The “mongo” backend for CST writes the time-series data to a Mongo database. Included in the persistent services, alongside the database itself, is a service that provides a web interface to inspect the database: “mongo-express”. Here’s how to configure mongo-express to allow inspection of the data in the Mongo database.

First, get the IP address of the pgAdmin server by looking for the value of the environment variable “MONGO_HOST”; this is set when setting up the environment by running the source cosim.env in the root directory.
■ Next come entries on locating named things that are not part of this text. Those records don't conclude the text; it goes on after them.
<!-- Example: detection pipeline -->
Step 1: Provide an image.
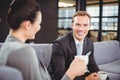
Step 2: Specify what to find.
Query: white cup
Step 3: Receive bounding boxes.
[98,71,108,80]
[75,55,89,65]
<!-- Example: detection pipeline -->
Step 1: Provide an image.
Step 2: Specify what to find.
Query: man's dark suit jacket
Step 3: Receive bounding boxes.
[48,32,99,80]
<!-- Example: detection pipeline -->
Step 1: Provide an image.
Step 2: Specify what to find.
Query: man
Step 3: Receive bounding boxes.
[48,11,99,80]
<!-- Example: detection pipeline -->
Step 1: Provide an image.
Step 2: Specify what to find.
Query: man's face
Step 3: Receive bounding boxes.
[72,16,90,41]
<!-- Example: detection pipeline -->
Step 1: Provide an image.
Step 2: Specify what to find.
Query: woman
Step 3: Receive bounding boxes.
[0,1,86,80]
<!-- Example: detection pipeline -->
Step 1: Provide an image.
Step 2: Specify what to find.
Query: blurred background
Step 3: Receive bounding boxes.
[0,0,120,43]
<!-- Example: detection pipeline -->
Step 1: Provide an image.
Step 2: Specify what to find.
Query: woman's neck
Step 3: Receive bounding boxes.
[9,30,27,43]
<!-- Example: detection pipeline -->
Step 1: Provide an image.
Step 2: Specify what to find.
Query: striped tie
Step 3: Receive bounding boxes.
[77,43,82,55]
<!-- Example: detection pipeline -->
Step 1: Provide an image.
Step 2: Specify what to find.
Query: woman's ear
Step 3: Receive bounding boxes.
[24,21,31,29]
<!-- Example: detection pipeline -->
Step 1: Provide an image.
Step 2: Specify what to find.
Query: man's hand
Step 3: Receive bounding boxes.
[66,58,87,80]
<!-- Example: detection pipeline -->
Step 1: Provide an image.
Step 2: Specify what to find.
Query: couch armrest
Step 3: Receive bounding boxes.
[0,66,23,80]
[94,40,120,65]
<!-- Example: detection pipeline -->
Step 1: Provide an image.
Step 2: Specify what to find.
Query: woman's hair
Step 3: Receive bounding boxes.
[7,0,40,30]
[72,11,91,22]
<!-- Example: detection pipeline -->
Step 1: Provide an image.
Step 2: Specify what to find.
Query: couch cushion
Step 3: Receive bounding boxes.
[94,40,120,64]
[99,59,120,75]
[31,44,52,67]
[108,72,120,80]
[0,66,23,80]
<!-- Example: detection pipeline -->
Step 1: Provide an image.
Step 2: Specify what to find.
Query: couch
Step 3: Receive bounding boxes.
[0,40,120,80]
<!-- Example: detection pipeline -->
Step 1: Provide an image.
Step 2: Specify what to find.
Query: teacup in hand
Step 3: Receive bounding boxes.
[98,71,108,80]
[75,55,89,65]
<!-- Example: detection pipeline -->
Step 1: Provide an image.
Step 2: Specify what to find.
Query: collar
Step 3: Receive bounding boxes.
[74,37,84,45]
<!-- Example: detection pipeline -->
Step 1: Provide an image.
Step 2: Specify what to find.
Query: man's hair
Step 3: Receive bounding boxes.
[72,11,91,22]
[7,0,40,30]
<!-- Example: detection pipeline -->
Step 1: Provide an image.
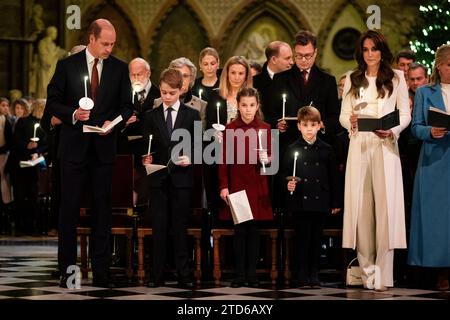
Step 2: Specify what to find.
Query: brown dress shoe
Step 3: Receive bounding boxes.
[375,286,389,292]
[436,278,450,291]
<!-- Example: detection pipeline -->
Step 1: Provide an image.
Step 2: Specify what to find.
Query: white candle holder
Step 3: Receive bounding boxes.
[78,97,94,110]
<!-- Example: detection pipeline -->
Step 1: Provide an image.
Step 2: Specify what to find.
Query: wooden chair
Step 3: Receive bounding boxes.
[211,224,278,286]
[77,155,135,278]
[137,208,202,285]
[284,229,347,286]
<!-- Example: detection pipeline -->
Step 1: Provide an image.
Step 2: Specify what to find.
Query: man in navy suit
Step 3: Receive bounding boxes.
[143,68,201,288]
[270,30,340,148]
[47,19,132,287]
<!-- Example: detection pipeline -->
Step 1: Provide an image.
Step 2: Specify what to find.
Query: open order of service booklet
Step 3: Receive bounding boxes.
[83,116,123,133]
[428,107,450,129]
[227,190,253,224]
[358,108,400,131]
[19,156,45,168]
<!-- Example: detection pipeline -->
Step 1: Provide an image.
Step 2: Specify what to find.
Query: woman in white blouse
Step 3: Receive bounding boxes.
[408,44,450,290]
[339,30,411,291]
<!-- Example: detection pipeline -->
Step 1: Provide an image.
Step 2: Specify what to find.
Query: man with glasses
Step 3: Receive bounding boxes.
[153,57,208,128]
[271,30,340,151]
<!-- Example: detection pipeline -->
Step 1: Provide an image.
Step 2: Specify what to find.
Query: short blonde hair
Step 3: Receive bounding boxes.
[219,56,253,99]
[430,44,450,85]
[297,106,322,123]
[31,99,46,120]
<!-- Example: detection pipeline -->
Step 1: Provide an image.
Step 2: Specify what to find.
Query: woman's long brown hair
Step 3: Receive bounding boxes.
[350,30,395,98]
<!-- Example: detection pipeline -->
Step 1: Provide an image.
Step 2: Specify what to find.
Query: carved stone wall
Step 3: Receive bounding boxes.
[0,0,420,96]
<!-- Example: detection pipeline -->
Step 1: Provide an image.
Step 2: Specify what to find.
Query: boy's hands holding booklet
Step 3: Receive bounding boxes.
[373,130,393,139]
[175,156,191,167]
[430,127,448,139]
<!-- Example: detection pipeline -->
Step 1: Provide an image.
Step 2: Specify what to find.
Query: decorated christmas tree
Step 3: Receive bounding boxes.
[409,0,450,70]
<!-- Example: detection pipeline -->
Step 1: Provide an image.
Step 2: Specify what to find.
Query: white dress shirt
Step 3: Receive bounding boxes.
[163,100,180,128]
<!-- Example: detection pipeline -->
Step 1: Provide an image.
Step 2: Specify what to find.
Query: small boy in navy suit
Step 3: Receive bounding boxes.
[142,69,201,288]
[281,106,341,287]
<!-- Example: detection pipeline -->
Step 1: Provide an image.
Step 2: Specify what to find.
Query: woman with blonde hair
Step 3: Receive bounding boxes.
[204,56,253,228]
[339,30,411,291]
[192,47,220,102]
[408,44,450,290]
[206,56,253,129]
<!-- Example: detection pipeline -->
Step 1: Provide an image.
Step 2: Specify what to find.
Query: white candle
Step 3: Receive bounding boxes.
[217,102,220,124]
[84,76,89,98]
[292,152,298,177]
[291,152,298,195]
[258,130,266,173]
[258,130,263,150]
[33,123,39,139]
[147,135,153,154]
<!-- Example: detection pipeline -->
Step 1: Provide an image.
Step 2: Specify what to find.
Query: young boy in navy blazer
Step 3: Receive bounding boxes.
[142,69,201,288]
[281,106,341,287]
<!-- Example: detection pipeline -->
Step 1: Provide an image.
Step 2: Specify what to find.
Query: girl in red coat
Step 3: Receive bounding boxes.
[219,88,273,288]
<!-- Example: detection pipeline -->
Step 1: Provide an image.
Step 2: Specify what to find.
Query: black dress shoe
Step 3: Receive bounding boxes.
[247,280,259,288]
[92,278,115,289]
[230,279,245,288]
[51,269,61,279]
[178,281,194,289]
[146,280,166,288]
[178,276,194,289]
[59,275,69,289]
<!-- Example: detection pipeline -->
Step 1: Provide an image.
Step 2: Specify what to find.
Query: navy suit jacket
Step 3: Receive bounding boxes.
[270,65,340,145]
[142,103,202,188]
[46,50,132,163]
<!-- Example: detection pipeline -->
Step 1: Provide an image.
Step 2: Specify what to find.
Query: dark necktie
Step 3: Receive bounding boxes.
[166,107,173,136]
[302,70,308,86]
[91,58,98,103]
[138,89,145,106]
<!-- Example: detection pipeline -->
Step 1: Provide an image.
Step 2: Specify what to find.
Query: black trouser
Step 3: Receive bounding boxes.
[58,157,113,279]
[233,220,260,281]
[293,212,325,284]
[150,185,192,281]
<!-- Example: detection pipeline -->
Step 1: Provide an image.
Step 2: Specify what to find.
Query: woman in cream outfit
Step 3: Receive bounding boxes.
[339,30,411,291]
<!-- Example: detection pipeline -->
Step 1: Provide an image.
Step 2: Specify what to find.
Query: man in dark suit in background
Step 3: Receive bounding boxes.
[271,30,340,148]
[117,58,160,205]
[47,19,132,287]
[253,41,294,123]
[143,69,201,288]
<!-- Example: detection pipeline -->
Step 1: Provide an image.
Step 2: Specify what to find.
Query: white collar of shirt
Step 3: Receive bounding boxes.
[267,66,275,79]
[144,79,152,98]
[163,100,180,127]
[300,68,311,79]
[86,48,103,83]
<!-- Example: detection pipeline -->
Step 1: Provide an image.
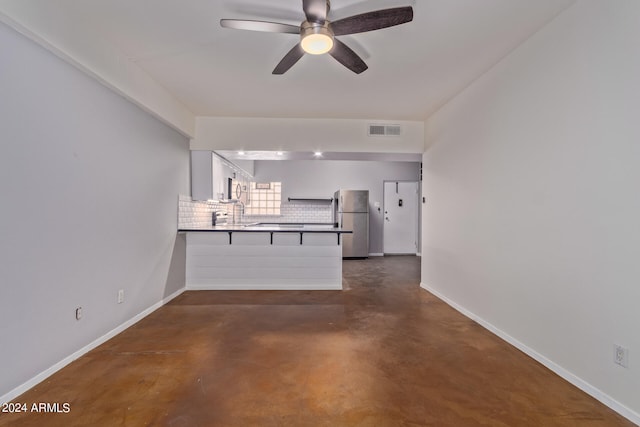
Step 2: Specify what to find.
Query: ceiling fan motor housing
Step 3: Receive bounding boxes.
[300,21,333,55]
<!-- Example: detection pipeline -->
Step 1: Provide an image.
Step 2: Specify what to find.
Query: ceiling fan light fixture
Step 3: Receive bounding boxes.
[300,21,333,55]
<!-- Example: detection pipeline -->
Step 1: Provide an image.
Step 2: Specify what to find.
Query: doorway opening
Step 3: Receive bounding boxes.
[383,181,420,255]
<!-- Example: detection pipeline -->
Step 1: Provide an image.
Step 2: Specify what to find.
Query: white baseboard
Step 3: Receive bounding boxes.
[420,282,640,425]
[186,283,342,291]
[0,288,185,404]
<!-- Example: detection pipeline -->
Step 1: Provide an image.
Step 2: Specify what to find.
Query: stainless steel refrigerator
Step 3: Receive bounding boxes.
[333,190,369,258]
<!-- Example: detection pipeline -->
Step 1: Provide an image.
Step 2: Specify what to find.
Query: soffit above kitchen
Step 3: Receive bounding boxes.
[0,0,574,136]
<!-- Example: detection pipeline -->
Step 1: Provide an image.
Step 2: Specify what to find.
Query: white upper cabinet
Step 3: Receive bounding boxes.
[191,150,250,201]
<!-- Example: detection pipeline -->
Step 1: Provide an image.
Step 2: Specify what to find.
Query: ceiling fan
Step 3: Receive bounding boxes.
[220,0,413,74]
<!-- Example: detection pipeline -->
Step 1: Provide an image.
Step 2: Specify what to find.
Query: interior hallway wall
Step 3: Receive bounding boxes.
[0,24,189,401]
[422,0,640,423]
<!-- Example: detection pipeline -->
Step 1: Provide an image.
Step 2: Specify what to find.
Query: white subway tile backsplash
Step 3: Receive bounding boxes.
[178,195,333,228]
[178,195,229,228]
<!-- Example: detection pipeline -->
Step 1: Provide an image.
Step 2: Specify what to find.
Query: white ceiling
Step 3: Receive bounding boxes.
[0,0,574,120]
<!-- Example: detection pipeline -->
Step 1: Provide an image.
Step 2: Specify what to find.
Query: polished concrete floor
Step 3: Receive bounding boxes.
[0,257,633,427]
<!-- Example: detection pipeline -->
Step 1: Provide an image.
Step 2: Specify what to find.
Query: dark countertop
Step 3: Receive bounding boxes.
[178,222,353,234]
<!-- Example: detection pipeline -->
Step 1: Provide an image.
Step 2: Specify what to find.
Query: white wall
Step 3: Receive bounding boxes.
[254,160,420,254]
[422,0,640,423]
[0,1,195,136]
[0,24,189,401]
[191,117,424,153]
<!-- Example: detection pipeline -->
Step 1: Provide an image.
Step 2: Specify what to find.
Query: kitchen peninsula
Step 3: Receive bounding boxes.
[178,223,351,290]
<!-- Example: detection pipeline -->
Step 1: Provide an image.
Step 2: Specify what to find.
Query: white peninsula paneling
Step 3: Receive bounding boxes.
[186,232,342,290]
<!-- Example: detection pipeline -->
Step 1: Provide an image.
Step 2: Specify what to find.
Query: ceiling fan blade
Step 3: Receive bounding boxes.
[272,43,304,74]
[331,6,413,36]
[220,19,300,34]
[302,0,329,24]
[329,39,369,74]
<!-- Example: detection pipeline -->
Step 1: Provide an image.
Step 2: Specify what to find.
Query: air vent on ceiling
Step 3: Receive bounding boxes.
[368,125,400,136]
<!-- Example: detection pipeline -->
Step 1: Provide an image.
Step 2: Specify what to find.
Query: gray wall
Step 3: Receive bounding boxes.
[422,0,640,423]
[0,20,189,398]
[255,160,420,253]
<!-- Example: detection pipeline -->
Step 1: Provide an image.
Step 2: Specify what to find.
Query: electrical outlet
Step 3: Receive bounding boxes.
[613,344,629,368]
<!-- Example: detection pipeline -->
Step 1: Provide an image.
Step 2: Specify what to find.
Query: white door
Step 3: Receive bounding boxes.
[383,181,420,254]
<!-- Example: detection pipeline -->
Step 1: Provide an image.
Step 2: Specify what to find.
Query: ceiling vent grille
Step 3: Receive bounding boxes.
[367,125,400,136]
$ printenv | grep MONGO_HOST

The value this environment variable is set to is the IP address you can use to connect to pgAdmin on port 80. Just put the following string into a web browser of your choice: <IP address>:8081. You should see something like the following:

mongo home

The default CST metadata database is called “copper” (old name for CST; we should probably change that) and clicking on the green “View” button will show you the collections in that database; “federations” and “scenarios”.

mongo collections

Clicking again on either green “View” button will show you the individual dictionaries (Mongo “documents) inside each collection.

mongo documents

These show up in a list format where clicking the blue link icon on the left opens up a fuller viewer and editor.

mongo document editor

Danger

Editing the dictionaries using mongo-express runs the risk of the CST APIs not being able to use it and resulting in a co-simulation that is unable to run. Edit with care.